As with the VPC field the new subnet field has the optional flag set as not all EC2 instances have subnets.

Testing Changes

The quickest way to test a change is to use the provided bin/scan_resource.py script. This script will run a scan of a single AWSResourceSpec class against a single specified AWS region using the currently configured AWS credential profile and write scan output to STDOUT. For example after the subnet addition above, running

bin/scan_resource.py EC2InstanceResourceSpec us-east-1

in an account 012345678901 with a single ec2 instance could return something like:

 1
 2
 3
 4
 5
 6
 7
 8
 9
10
11
12
13
14
15
16
17
18
19
20
21
22
23
24
25
26
27
28
29
30
31
32
33
34
35
36
37
38
39
40
41
42
{
  "resources": [
    {
      "type": "aws:ec2:instance",
      "link_collection": {
        "simple_links": [
          {
            "pred": "instance_type",
            "obj": "t2.2xlarge"
          },
          {
            "pred": "state",
            "obj": "stopped"
          }
        ],
        "multi_links": null,
        "tag_links": [
          {
            "pred": "Name",
            "obj": "my-instance"
          }
        ],
        "resource_links": [
          {
            "pred": "vpc",
            "obj": "arn:aws:ec2:us-west-2:012345678901:vpc/vpc-01234567890abcdef",
          },
          {
            "pred": "subnet",
            "obj": "arn:aws:ec2:us-west-2:012345678901:subnet/subnet-abcdef01234567890",
          }
        ],
        "transient_resource_links": [
          {
            "pred": "image",
            "obj": "arn:aws:ec2:us-east-1:012345678901:image/ami-abcd1234",
          }
        ]
      }
    }
  ]
}

Adding a New AWSResourceSpec

Adding a new resource type to the graph consists of adding a new class which is a subclass of AWSResourceSpec.

These classes live in altimeter.aws.resource. They are organized by AWS service (e.g. “ec2”, “rds”, “s3”, etc).
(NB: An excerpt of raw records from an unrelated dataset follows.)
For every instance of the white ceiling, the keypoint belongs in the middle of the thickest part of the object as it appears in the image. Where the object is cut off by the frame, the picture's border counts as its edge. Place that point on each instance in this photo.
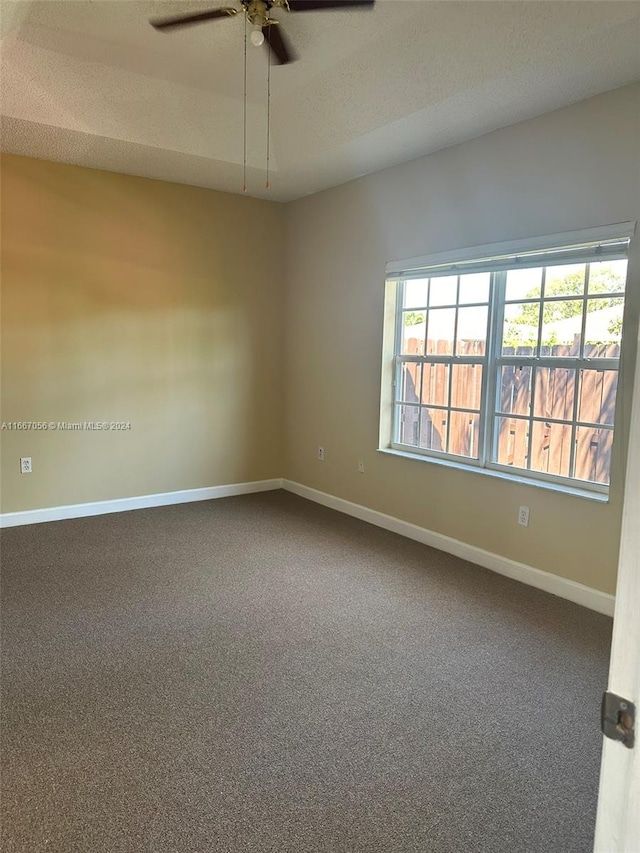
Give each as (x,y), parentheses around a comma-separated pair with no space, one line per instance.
(90,82)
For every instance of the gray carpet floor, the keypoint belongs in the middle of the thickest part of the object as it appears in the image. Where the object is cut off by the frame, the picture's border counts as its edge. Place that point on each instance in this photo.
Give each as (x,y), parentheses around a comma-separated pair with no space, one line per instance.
(263,674)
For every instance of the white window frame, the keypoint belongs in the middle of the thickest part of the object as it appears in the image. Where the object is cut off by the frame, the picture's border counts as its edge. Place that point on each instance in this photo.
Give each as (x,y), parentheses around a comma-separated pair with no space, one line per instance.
(587,245)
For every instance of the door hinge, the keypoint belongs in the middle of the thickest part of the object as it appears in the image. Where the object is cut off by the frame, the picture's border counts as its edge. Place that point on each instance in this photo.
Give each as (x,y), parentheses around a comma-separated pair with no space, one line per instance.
(618,719)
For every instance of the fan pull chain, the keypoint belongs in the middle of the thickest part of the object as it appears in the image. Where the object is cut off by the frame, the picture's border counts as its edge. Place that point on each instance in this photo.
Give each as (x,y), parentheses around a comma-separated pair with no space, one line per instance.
(268,185)
(244,152)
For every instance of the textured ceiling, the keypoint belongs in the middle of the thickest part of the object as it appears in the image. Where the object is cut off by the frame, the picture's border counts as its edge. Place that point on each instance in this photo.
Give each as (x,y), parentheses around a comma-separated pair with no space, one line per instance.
(90,82)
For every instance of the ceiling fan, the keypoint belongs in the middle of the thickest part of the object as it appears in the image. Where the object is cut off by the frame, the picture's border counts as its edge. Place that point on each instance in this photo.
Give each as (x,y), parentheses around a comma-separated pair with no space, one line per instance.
(258,14)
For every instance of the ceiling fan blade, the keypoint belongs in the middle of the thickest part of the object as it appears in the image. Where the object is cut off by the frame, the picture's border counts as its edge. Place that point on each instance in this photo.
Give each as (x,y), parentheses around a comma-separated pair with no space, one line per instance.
(185,20)
(276,40)
(316,5)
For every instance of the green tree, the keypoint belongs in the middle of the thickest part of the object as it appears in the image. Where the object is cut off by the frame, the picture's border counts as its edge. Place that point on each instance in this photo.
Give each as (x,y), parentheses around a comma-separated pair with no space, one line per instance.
(602,279)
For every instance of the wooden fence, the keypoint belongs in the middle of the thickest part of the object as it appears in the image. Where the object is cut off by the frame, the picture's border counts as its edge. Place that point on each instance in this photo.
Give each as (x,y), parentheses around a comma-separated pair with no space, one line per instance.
(531,400)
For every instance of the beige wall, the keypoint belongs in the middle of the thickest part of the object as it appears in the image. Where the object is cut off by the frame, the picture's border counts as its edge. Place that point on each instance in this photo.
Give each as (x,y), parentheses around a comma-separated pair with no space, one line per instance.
(135,300)
(571,169)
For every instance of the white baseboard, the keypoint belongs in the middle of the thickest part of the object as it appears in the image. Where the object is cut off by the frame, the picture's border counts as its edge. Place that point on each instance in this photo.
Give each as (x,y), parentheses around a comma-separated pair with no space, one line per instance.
(562,587)
(58,513)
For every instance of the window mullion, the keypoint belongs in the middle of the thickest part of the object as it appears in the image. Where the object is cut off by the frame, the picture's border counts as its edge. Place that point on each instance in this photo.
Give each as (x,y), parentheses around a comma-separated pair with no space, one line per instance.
(494,348)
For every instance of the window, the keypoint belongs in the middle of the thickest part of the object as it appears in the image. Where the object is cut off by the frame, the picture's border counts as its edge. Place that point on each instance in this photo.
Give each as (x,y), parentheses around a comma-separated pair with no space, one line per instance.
(511,362)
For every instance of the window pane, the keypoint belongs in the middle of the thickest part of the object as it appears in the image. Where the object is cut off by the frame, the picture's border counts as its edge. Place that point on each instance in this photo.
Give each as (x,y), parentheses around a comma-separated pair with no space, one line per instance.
(444,291)
(408,425)
(566,280)
(472,331)
(474,288)
(555,393)
(434,429)
(513,441)
(597,401)
(524,284)
(593,454)
(463,434)
(562,328)
(515,390)
(520,331)
(435,384)
(551,448)
(440,330)
(607,277)
(413,333)
(466,389)
(409,385)
(603,331)
(415,293)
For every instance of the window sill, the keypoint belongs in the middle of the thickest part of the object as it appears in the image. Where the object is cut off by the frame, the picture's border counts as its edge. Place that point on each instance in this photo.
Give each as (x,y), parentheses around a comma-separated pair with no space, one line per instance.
(499,475)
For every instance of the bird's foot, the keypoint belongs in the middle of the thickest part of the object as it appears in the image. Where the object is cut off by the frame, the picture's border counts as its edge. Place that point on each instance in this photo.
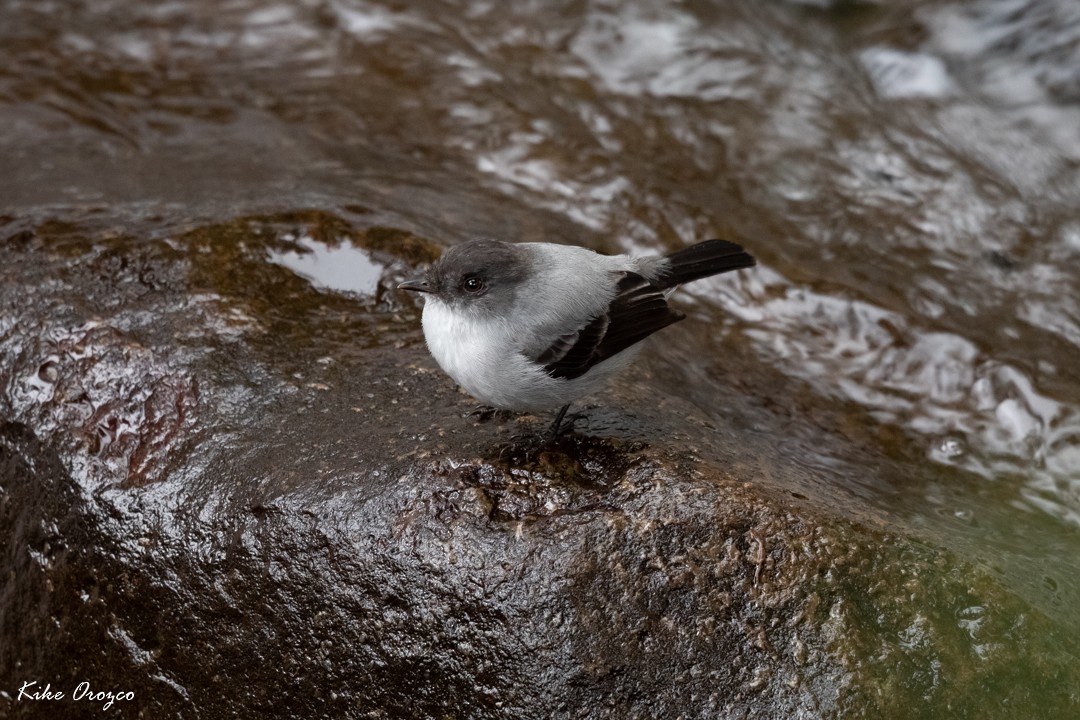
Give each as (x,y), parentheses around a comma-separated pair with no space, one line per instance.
(485,412)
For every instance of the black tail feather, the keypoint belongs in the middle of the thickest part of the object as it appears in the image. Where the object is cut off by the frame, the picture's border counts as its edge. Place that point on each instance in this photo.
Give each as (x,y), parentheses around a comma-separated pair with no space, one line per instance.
(706,258)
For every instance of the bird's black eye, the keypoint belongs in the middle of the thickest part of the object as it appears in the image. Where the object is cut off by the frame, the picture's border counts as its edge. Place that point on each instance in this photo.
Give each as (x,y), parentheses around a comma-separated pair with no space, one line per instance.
(472,284)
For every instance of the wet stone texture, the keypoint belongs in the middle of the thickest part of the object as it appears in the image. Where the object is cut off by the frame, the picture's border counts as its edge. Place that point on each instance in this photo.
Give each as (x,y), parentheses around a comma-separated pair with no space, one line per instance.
(234,494)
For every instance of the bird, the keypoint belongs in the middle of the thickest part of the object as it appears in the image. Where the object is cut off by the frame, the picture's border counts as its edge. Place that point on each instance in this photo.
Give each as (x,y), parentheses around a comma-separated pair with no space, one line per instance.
(537,326)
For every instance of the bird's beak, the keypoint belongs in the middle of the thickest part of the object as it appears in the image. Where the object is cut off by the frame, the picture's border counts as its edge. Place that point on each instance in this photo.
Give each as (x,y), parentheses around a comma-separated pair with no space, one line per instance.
(418,285)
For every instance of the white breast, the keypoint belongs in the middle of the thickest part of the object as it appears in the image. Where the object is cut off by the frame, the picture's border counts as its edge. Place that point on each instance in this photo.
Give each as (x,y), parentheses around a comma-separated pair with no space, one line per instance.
(482,356)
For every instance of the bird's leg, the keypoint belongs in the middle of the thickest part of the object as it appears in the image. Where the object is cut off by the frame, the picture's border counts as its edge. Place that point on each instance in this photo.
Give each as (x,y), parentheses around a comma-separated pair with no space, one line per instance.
(485,412)
(556,426)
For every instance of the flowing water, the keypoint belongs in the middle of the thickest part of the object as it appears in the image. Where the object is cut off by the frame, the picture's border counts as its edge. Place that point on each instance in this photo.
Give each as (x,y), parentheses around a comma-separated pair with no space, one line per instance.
(906,174)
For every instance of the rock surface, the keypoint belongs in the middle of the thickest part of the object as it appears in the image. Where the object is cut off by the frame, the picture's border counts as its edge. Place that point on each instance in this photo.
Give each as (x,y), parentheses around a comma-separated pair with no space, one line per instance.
(232,494)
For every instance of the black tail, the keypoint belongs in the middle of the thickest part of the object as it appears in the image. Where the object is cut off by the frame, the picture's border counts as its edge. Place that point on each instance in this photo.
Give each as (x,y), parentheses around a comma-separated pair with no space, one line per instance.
(711,257)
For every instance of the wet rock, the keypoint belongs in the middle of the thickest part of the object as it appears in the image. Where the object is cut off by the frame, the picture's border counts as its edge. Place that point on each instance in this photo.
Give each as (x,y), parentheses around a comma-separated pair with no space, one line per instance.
(230,493)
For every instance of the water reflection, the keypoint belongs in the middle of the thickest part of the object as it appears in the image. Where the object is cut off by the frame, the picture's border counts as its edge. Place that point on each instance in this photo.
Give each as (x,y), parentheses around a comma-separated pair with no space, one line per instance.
(341,268)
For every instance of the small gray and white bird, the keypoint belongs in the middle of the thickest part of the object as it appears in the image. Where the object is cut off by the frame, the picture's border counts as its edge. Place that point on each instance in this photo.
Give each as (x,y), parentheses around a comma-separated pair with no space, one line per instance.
(535,326)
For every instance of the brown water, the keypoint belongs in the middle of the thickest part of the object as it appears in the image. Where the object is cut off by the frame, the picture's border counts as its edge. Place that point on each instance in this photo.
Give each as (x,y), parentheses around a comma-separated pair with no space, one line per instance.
(907,176)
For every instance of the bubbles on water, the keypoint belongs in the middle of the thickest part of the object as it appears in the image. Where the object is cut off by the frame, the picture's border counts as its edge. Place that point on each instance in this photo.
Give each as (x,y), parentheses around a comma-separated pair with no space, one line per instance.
(976,412)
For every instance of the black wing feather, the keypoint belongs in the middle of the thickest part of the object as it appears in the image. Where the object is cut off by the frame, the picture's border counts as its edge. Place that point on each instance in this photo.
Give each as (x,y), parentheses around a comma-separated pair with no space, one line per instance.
(637,311)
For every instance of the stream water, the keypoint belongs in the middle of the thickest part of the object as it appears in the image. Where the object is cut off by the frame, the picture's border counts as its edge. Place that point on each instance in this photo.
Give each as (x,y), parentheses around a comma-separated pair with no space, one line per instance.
(906,174)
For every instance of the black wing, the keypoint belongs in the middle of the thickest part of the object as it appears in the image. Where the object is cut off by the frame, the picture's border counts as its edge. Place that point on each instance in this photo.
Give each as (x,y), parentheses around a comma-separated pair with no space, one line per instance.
(637,311)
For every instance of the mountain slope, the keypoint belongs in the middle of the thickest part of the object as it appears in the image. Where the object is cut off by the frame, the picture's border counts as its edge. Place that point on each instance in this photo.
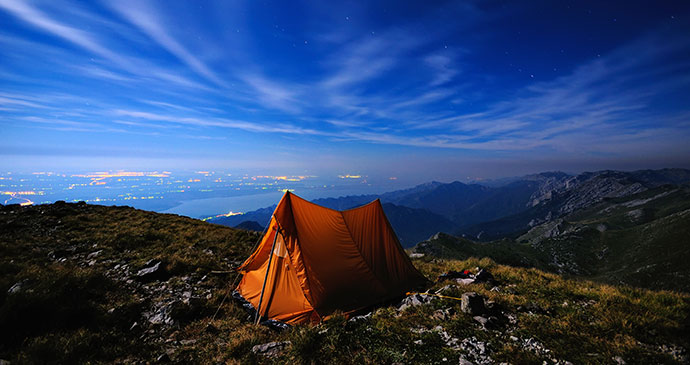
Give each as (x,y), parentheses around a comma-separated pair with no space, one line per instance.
(95,284)
(572,194)
(641,240)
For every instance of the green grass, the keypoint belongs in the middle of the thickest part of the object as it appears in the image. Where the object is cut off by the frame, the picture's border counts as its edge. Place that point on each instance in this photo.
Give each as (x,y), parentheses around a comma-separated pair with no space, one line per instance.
(70,312)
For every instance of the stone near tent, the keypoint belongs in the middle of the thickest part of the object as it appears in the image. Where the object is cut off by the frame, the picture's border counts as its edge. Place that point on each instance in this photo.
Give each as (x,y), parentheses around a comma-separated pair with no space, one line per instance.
(153,270)
(483,276)
(473,303)
(270,349)
(414,300)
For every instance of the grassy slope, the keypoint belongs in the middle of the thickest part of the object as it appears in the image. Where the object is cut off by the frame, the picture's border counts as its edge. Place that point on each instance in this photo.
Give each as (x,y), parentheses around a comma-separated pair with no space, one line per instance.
(77,309)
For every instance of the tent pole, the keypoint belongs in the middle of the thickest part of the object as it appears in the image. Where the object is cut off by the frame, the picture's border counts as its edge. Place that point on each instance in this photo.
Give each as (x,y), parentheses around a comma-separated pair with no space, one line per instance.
(270,258)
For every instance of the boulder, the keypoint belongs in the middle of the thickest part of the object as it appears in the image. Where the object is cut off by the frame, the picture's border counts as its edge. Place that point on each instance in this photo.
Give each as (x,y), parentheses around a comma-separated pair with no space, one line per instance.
(153,270)
(270,349)
(473,303)
(414,300)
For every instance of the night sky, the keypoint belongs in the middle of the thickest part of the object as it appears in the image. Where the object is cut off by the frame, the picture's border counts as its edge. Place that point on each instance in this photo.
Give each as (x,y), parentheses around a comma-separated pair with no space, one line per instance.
(423,90)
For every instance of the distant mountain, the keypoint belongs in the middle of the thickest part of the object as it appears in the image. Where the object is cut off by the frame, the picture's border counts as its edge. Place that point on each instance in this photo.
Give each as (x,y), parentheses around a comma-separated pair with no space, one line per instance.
(250,226)
(640,239)
(261,216)
(559,195)
(488,213)
(413,225)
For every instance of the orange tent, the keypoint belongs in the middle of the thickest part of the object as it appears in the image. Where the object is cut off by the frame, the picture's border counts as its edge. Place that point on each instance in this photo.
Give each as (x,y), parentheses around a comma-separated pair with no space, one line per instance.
(313,261)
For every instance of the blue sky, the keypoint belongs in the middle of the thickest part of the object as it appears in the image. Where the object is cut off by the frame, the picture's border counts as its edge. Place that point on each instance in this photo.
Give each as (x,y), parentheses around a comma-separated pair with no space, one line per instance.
(440,90)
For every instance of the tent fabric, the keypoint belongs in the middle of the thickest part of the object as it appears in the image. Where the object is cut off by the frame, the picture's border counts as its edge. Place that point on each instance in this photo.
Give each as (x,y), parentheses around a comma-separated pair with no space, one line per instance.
(326,260)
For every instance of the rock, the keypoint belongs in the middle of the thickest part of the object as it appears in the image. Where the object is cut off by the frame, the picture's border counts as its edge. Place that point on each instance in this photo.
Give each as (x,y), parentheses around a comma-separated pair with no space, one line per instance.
(153,270)
(414,300)
(481,320)
(473,303)
(454,275)
(360,318)
(163,358)
(16,288)
(477,352)
(464,281)
(440,315)
(275,325)
(161,314)
(446,288)
(270,349)
(618,360)
(483,276)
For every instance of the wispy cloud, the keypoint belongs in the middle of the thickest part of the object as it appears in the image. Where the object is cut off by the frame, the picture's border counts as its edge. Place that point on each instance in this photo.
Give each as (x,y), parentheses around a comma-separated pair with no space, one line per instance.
(142,15)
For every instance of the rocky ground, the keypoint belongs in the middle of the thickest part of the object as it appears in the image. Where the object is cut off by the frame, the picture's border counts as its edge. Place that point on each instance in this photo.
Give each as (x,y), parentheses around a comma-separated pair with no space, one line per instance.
(81,283)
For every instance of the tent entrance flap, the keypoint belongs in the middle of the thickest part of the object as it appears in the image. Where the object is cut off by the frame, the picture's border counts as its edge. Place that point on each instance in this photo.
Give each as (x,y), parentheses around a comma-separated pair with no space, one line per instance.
(268,270)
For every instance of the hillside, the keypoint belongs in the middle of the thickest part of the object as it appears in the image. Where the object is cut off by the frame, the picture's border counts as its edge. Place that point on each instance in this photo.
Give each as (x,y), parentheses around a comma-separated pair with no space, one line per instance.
(93,284)
(641,240)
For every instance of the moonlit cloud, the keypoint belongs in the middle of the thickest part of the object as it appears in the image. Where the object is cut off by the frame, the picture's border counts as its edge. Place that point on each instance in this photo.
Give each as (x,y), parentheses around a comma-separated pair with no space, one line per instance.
(446,79)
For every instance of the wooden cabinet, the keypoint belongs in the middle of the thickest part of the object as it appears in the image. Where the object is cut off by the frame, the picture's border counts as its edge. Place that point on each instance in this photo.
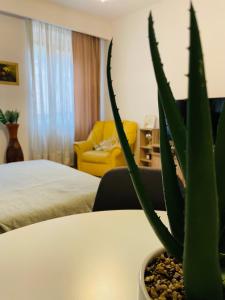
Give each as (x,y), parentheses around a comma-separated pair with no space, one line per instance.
(150,148)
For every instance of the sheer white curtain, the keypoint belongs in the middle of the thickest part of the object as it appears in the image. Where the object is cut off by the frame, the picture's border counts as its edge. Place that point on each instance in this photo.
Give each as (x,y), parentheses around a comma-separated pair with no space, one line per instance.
(51,92)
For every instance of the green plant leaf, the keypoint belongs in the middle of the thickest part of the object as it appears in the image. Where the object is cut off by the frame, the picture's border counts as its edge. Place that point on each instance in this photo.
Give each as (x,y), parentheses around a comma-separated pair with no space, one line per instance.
(220,172)
(173,197)
(2,117)
(202,276)
(174,119)
(160,229)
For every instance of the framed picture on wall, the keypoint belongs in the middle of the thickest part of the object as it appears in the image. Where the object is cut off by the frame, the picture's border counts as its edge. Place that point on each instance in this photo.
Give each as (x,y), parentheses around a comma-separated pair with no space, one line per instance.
(9,73)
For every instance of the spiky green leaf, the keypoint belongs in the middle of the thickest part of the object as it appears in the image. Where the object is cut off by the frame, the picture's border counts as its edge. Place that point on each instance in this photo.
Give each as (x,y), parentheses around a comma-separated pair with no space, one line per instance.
(2,117)
(220,171)
(160,229)
(174,119)
(201,259)
(173,196)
The service packages (for instance altimeter.aws.resource.ec2) define a subclass of AWSResourceSpec which sets the service_name attribute. In the case of ec2 this is altimeter.aws.resource.ec2.EC2ResourceSpec:

"""AWSResourceSpec subclass for ec2 resources."""

from altimeter.aws.resource.resource_spec import AWSResourceSpec


class EC2ResourceSpec(AWSResourceSpec):
    """AWSResourceSpec subclass for ec2 resources."""

    service_name = "ec2"

If the resource you wish to add is not within a service already defined under altimeter.aws.resource you will need to create a class similar to the EC2ResourceSpec class above.

When adding a new AWSResourceSpec subclass there are a few things you will need to do:

  • As alluded to above your class should subclass an existing service-level AWSResourceSpec class, for example EC2ResourceSpec.

  • Set the type_name attribute using the name as presented in an ARN of the specific resource type (e.g. instance).

  • Implement list_from_aws() to gather data and produce a ListFromAWSResult.

  • Set the schema attribute to a Schema object with the appropriate fields.

  • Add your class to altimeter.aws.scan.settings.RESOURCE_SPEC_CLASSES. This contains a list of enabled scan resource types.

  • Test using bin/scan_resource.py.

  • Add tests for the new type in tests.unit.altimeter.aws.resource, preferably using moto. See examples in tests.unit.altimeter.aws.resource.ec2 for examples of such tests.